As the one who designed this scenario I think I can shed a little light on some of the questions here.
Fist I gotta say, hats off to Il Duce, you’re understanding of the trade system and it’s nuances is quite impressive, you’ve given me some ideas of things to try in my next game!
Second: Diplomacy. If you’re going to look at diplomacy, in particular with the WWIII or European Wars scenarios, you need to be playing at
normal difficulty . When playing on hard or very hard there is an automatic penalty to dip/civ values at the beginning of the scenario. There is no way to balance the scenario to get the right diplomatic settings at very hard for all regions since this penalty is only applied to human players.
I tried the scenario playing from France and was able to get an embassy treaty from Japan and Russia on the first day (cost me a token 100M). At normal difficulty, most regions have a few ppl who hate them and a couple that are ready for almost any deal. Playing at normal you can see the full potential of the diplomatic system.
radiatek wrote:
…AI seems not to take in account i'm offering him 10 variants of a low tech mech infantry…
Notes have already been made about this and will function better in the design for Supreme Ruler 2020 but this is always a tough one to get around since there are so many things to compare and weigh against each other.
radiatek wrote:
…i was wondering myself why France didnt have a SINGLE uranium mine built since we have some built irl…
I actually designed the France map as well and IIRC my research showed that all but one of the Uranium mines was closed and the last one was going to be shut down. Since it was a number of years in the future we decided the player would have to rebuild them from scratch. It’s not like France is a big producer of Uranium;
http://www.uic.com.au/nip41.htmradiatek wrote:
…but i find really unrealistic that if you do nothing, diplo and civilian rating slowy goes down, reaching a point everyone hates you…
This is the same issue, this only happens when playing on Hard or Very Hard. Whether it is realistic or not, that was how George decided to make it Hard or Very Hard for the player.
radiatek wrote:
…So i wonder what i'm doing wrong (not giving money to the AI? ), or what's wrong with the diplo model of SR2010 wich has the potential to be very powerful, but truly useless imo, at least for WWIII scenario. …
I would certainly suggest that you try the game on normal. I know that it means the AI military will not be as challenging, but that is the only way to really see the true balance of the diplomatic model.
Il Duce wrote:
…Deriving benefits from alliances is a nice thought, but I would certainly expect my ally to turn their back on me at the most treacherous and costly moment...
One thing I’ve not heard anyone report back on yet is the fact that the AI will break alliances if they hate you enough and the WWIII scenario should have a high potential for this. If the US gets allied with Canada, Germany and UK, then UK declares war on Germany (giving US some Belli towards UK) followed by US DoW on UK, you should see Canada get upset about it and cancel their alliance with the US. Again, you’d really need to be on normal difficulty level to set this up right.
Thirdly: Mutual Defense. This treaty is somewhat odd in how it works both for the player and for the AI and gets very weird at Hard or Very Hard. If you have Mutual Defense with region A then B declares war on A, you will get more of a belli increase towards B then if you did not have the treaty. However, if B had a very high belli towards A, you might only see a 10% increase towards B without MD and 15% with the treaty.
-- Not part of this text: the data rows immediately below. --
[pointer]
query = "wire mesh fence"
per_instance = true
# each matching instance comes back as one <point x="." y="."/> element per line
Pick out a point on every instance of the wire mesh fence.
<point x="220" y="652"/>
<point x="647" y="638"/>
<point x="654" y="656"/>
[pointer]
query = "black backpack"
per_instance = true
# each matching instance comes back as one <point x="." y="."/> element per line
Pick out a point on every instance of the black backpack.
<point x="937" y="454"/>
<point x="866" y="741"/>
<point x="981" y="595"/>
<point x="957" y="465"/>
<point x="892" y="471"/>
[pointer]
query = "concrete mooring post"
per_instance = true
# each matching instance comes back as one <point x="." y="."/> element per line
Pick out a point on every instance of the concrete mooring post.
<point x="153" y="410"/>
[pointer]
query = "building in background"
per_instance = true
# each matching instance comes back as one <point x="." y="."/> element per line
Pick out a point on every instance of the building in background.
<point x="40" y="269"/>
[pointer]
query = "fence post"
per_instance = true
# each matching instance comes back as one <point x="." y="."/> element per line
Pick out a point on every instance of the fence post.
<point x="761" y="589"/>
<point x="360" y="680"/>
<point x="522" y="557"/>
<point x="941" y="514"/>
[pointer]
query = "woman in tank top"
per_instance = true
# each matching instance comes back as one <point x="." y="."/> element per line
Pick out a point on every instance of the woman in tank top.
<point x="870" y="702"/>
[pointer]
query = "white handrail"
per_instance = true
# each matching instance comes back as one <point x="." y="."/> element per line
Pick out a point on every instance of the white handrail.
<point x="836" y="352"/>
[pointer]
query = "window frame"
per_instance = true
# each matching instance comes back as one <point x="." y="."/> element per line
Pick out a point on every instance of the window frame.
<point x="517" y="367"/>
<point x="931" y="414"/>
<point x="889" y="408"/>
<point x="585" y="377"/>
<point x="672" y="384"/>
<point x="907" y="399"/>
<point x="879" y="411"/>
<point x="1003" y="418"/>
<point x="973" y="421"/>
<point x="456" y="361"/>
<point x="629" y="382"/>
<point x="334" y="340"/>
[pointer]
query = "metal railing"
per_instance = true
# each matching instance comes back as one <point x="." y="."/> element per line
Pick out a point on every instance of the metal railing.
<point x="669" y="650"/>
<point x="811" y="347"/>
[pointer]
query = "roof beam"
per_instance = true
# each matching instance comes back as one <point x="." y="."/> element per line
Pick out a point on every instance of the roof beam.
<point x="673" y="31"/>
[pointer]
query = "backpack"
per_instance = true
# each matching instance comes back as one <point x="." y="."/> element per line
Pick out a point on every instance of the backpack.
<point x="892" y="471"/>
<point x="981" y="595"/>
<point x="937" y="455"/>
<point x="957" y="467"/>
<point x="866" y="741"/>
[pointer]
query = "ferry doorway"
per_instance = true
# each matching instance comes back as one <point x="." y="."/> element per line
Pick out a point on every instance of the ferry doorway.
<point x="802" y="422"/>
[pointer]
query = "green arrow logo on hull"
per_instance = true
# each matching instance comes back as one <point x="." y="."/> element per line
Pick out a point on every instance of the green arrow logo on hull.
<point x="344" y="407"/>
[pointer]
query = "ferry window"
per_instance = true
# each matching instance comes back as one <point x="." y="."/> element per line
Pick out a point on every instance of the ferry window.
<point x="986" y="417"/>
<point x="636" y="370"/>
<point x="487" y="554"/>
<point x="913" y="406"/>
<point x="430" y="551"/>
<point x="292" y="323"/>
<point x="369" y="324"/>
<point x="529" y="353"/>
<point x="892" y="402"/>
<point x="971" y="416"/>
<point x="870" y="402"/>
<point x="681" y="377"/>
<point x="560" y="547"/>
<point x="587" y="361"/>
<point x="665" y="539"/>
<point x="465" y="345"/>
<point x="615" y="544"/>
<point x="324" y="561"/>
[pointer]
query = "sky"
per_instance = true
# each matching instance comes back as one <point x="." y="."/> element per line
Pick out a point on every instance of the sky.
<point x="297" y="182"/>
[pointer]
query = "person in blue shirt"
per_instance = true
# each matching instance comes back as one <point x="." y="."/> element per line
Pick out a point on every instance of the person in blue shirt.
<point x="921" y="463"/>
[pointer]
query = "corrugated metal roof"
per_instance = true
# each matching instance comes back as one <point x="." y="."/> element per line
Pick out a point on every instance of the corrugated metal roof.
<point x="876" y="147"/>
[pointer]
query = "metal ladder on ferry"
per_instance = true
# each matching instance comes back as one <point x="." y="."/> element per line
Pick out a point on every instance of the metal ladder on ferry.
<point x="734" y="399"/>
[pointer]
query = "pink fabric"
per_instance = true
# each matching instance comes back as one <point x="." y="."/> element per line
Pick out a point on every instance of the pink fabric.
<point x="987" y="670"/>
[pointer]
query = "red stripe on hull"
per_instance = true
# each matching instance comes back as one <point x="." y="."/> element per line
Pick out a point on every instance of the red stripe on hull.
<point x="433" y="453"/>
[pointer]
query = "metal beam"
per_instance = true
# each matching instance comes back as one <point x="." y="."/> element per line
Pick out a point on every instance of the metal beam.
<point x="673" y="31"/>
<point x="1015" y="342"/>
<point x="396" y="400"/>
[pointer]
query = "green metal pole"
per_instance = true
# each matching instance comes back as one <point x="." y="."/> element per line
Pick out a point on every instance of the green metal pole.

If you started at only 20% Belli towards B then at best you now have 35%. If you DoW on B you will see all the penalties that go with DoW with only a 35% Belli despite having MD with A. Normally this isn’t a big deal, either A did nasty things to B to make their belli so high and you know why you’re not getting involved or then A and B would have similar Bellis and so would you so when B attacks A you’d have enough Belli to attack. The AI uses Belli as the prime indicator for when to attack. If you get attacked by region B and have MD with A
and this causes A’s Belli to go from 40% to 80% then it is very likely that A will declare war on B. The problem becomes that at Very Hard there are artificial pressures on Belli, Dip and Civ values so that whenever B declares war on you they have such high Belli that A sees no change in their Belli towards B and therefore has no justification to attack (and they don’t want to take the penalties just to honor their treaty).
There has been much debate among the team about belli, what affects it and how it game difficulty should relate to it but for SR2010, that is how the system works.